Discussion: The GP covariance function

Description and Background

In the fully Bayesian approach an emulator is created based on a Gaussian process (GP), and one of the principal steps in building the emulator is to specify the GP’s covariance function. The covariance function also has an analogous role in the Bayes linear approach. See the thread for the analysis of the core model using Gaussian process methods (ThreadCoreGP) and the thread for Bayes linear emulation for the core model (ThreadCoreBL) for emulation of the core problem from the fully Bayesian and Bayes linear approaches, respectively.

Discussion

The covariance function gives the prior covariance between the simulator output at any given vector of input values and the output at any other given input vector. When these two vectors are the same, the covariance function specifies the prior variance of the output at that input vector, and so quantifies prior uncertainty about the simulator output. In principal, this function can take a very wide variety of forms.

Within the MUCM toolkit, we make an assumption of constant prior variance, so that in the case of a single output (as in the core problem) the covariance function has the form \(\sigma^2 c(\cdot, \cdot)\), where \(c(\cdot, \cdot)\) is a correlation function having the property that, for any input vector \(x\), \(c(x,x)=1\). Hence the interpretation of \(\sigma^2\) is as the variance of the output (at any input).
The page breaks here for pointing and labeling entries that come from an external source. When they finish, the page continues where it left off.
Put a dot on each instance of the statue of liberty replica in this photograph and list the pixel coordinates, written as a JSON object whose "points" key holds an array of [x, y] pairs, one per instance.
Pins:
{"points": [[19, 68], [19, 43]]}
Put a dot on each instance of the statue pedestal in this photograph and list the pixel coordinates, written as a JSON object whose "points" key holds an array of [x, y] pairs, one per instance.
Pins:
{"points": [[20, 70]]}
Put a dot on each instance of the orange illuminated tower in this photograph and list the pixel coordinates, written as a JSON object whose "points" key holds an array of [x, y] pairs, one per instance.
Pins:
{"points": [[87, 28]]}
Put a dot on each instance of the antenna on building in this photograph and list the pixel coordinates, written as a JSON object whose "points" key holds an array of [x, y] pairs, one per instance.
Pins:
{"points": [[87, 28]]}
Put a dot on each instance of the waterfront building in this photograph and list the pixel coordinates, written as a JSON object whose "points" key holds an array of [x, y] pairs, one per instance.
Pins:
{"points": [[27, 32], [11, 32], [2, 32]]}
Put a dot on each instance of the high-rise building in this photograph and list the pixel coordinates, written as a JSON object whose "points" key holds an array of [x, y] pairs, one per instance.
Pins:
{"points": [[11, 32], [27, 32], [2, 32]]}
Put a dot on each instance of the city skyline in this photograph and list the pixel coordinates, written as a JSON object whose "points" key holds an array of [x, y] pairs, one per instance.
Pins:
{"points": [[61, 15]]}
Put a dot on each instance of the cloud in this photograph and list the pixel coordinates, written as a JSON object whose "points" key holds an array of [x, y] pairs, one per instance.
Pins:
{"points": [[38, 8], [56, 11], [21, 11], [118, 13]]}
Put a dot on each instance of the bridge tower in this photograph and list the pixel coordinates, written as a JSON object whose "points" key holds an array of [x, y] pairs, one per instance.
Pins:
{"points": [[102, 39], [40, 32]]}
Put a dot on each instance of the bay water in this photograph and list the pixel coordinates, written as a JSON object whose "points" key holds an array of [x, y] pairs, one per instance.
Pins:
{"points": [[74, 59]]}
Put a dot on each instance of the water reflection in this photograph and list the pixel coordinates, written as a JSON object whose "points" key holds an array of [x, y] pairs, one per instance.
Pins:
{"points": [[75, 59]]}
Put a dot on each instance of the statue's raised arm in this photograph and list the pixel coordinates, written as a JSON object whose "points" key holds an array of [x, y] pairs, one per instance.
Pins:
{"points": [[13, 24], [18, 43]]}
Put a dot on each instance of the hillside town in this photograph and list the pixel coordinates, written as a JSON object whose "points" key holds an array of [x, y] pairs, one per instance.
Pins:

The correlation function generally depends on a set of hyperparameters denoted by \(\delta\), while \(\sigma^2\) is another hyperparameter.

When building a multivariate GP emulator for a simulator with multiple outputs, the covariance between the sets of outputs at inputs \(x\) and \(x'\) is a matrix which is assumed to have the separable form \(\Sigma c(\cdot, \cdot)\), where now \(\Sigma\) is a between-outputs covariance matrix but \(c(\cdot, \cdot)\) is a correlation function over the input space with the same interpretation for each output as in the single output case. See the variant thread for the analysis of a simulator with multiple outputs using Gaussian process methods (ThreadVariantMultipleOutputs).

Additional Comments

More generally, we might relax the assumption that the variance is constant across the input space. However, it is important for the resulting covariance function to be valid, in the sense that the implied variance for any linear combination of outputs at different input points remains positive.

One valid covariance function in which the variance is not constant takes the form \(u(x) u(x') c(x,x')\), where \(c(\cdot, \cdot)\) is a correlation function (see the alternatives page on emulator prior correlation function (AltCorrelationFunction)) as before, while \(u(x)^2\) is the variance of the output at inputs \(x\), and can now vary with \(x\). In general, \(u(\cdot)\) would be modelled using further hyperparameters.